Well, mobile telephone technology. NMT was the first fully automatic system, the first generation (1G). A fully open standard. Then came GSM, the second generation in 1991 (2G), and the rest is history (3G, 4G, 5G, 6G … ) NMT was operational in 1981, and was made because the existing technology was getting congested at the time. One of the fore runners, OLT in Norway, was the largest mobile network in the world. NMT had free roaming from the start in 1981, at least between Nordic countries. But, I guess one could argue that mobile phones was a Nordic thing, not “European” as such The GSM (2G) can be said to be a European thing however.

The US was utterly in the dark ages (in every sense of the word) until Steve Jobs simply refused to follow the “conventions” of the big players there, and the iPhone 3G came in 2009, 28 years after NMT. That’s a human generation more or less.

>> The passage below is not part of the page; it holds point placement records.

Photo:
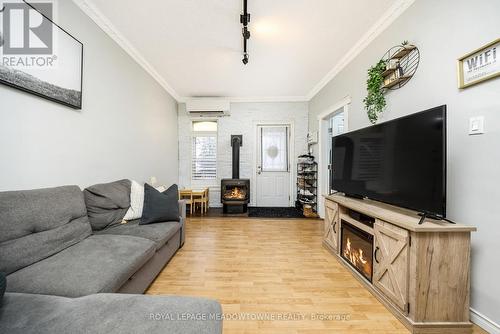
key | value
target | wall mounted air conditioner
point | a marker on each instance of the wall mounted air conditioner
(208, 107)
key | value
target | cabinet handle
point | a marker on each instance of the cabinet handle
(375, 254)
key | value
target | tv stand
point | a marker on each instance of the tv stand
(420, 266)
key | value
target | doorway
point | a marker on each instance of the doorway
(332, 122)
(273, 165)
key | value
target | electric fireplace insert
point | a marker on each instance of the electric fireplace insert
(357, 249)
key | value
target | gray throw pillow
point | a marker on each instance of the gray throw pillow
(3, 285)
(160, 207)
(107, 203)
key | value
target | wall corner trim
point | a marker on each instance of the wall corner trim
(102, 22)
(484, 322)
(383, 23)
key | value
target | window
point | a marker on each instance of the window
(204, 154)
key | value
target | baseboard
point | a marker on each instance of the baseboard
(484, 322)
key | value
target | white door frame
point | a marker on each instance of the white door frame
(291, 155)
(323, 157)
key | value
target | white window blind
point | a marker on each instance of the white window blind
(204, 151)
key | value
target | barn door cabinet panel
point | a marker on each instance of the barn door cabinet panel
(391, 262)
(331, 235)
(421, 273)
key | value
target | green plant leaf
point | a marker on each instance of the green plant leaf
(375, 99)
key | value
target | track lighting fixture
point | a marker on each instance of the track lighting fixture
(245, 20)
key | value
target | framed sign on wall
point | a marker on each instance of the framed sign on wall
(479, 65)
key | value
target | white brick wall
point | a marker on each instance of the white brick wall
(242, 121)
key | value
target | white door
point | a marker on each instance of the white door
(273, 166)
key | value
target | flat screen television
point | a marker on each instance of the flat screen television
(400, 162)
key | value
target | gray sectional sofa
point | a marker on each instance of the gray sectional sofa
(63, 276)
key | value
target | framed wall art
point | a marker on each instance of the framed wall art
(479, 65)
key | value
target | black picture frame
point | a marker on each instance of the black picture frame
(75, 100)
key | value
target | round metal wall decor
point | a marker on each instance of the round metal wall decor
(401, 64)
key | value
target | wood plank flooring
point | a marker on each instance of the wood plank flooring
(272, 268)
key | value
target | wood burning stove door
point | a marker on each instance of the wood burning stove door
(273, 166)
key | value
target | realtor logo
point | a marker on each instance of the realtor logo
(24, 30)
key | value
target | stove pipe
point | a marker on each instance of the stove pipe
(236, 143)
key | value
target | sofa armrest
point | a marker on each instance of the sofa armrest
(182, 221)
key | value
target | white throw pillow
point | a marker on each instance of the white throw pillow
(136, 202)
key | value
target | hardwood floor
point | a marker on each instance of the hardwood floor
(271, 268)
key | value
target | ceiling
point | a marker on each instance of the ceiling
(194, 47)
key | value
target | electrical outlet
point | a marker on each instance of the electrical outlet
(476, 125)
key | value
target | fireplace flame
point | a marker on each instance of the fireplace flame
(354, 256)
(235, 193)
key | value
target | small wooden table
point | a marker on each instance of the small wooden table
(195, 196)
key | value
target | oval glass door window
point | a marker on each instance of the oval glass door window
(274, 149)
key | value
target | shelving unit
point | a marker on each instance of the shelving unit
(307, 183)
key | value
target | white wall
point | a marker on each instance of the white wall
(444, 31)
(126, 129)
(242, 121)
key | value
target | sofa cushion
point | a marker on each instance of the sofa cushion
(35, 224)
(100, 263)
(107, 203)
(136, 201)
(158, 233)
(160, 207)
(109, 313)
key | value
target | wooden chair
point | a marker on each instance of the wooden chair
(199, 198)
(187, 195)
(207, 199)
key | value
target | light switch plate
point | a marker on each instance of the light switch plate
(476, 125)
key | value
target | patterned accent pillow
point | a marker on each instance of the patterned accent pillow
(136, 202)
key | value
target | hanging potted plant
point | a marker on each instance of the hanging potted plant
(375, 100)
(407, 45)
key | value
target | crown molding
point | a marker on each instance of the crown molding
(385, 21)
(102, 21)
(243, 99)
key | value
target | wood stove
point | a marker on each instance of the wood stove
(357, 249)
(235, 192)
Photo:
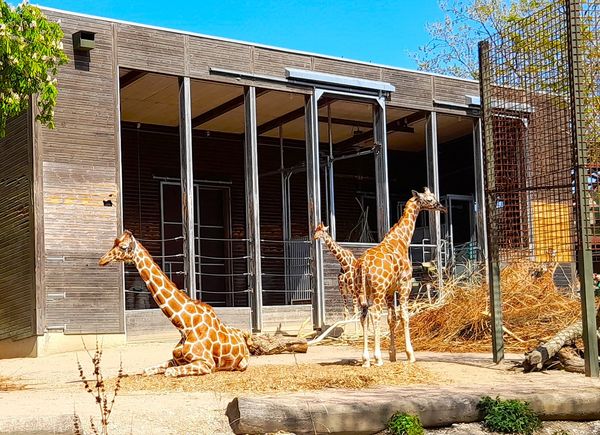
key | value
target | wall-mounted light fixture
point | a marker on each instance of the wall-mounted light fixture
(83, 41)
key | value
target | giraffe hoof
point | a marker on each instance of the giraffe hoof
(171, 372)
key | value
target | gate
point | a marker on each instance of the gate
(540, 99)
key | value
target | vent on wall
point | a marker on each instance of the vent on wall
(83, 43)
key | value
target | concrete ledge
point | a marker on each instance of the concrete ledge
(39, 425)
(367, 411)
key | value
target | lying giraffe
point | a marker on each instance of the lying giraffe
(206, 344)
(346, 276)
(385, 269)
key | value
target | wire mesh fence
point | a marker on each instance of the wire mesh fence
(534, 89)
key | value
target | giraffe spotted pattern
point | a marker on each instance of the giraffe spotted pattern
(346, 276)
(206, 344)
(385, 269)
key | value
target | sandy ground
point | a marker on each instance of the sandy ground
(53, 388)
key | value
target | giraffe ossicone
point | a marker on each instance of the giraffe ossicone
(206, 344)
(386, 269)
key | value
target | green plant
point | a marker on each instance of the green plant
(97, 388)
(30, 53)
(402, 423)
(508, 416)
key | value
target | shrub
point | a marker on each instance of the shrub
(402, 423)
(508, 416)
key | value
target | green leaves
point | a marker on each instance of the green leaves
(508, 416)
(31, 52)
(405, 424)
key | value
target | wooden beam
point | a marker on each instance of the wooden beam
(215, 112)
(131, 77)
(290, 116)
(401, 125)
(341, 121)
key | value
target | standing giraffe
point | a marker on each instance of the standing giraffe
(385, 269)
(346, 276)
(206, 344)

The elephant is the circulation
ENVA ENOP ENMO, Norway

Add to that discussion the French Minitel ! I was able to book flights online look up train timetables and book tickets in the early 90s when I lived in Paris. I have no idea about the tech behind it (not my field at all, which sometimes seems to make me an outlier at EuroGA ), but it worked – and disappeared.

I am proud to have witnessed the Minitel in action when I was young
I was there

LFOU, France

You could, I am told, find women on it too

Well, America had Compu$erve which did a similar job, but much bigger. It went back to well before my time on it (which was c. 1990), and dial-up modems go back a long way before that.

Administrator
Shoreham EGKA, United Kingdom

Peter wrote:

Well, America had Compu$erve which did a similar job, but much bigger.

I had my very first email address on CompuServe, ca. 1994 which came bundled with a MacBook 500 (!!) and you know what – it still works !!

To put an aviation slant on this, I found the little flying club where I learned to fly on one of the CompuServe fora.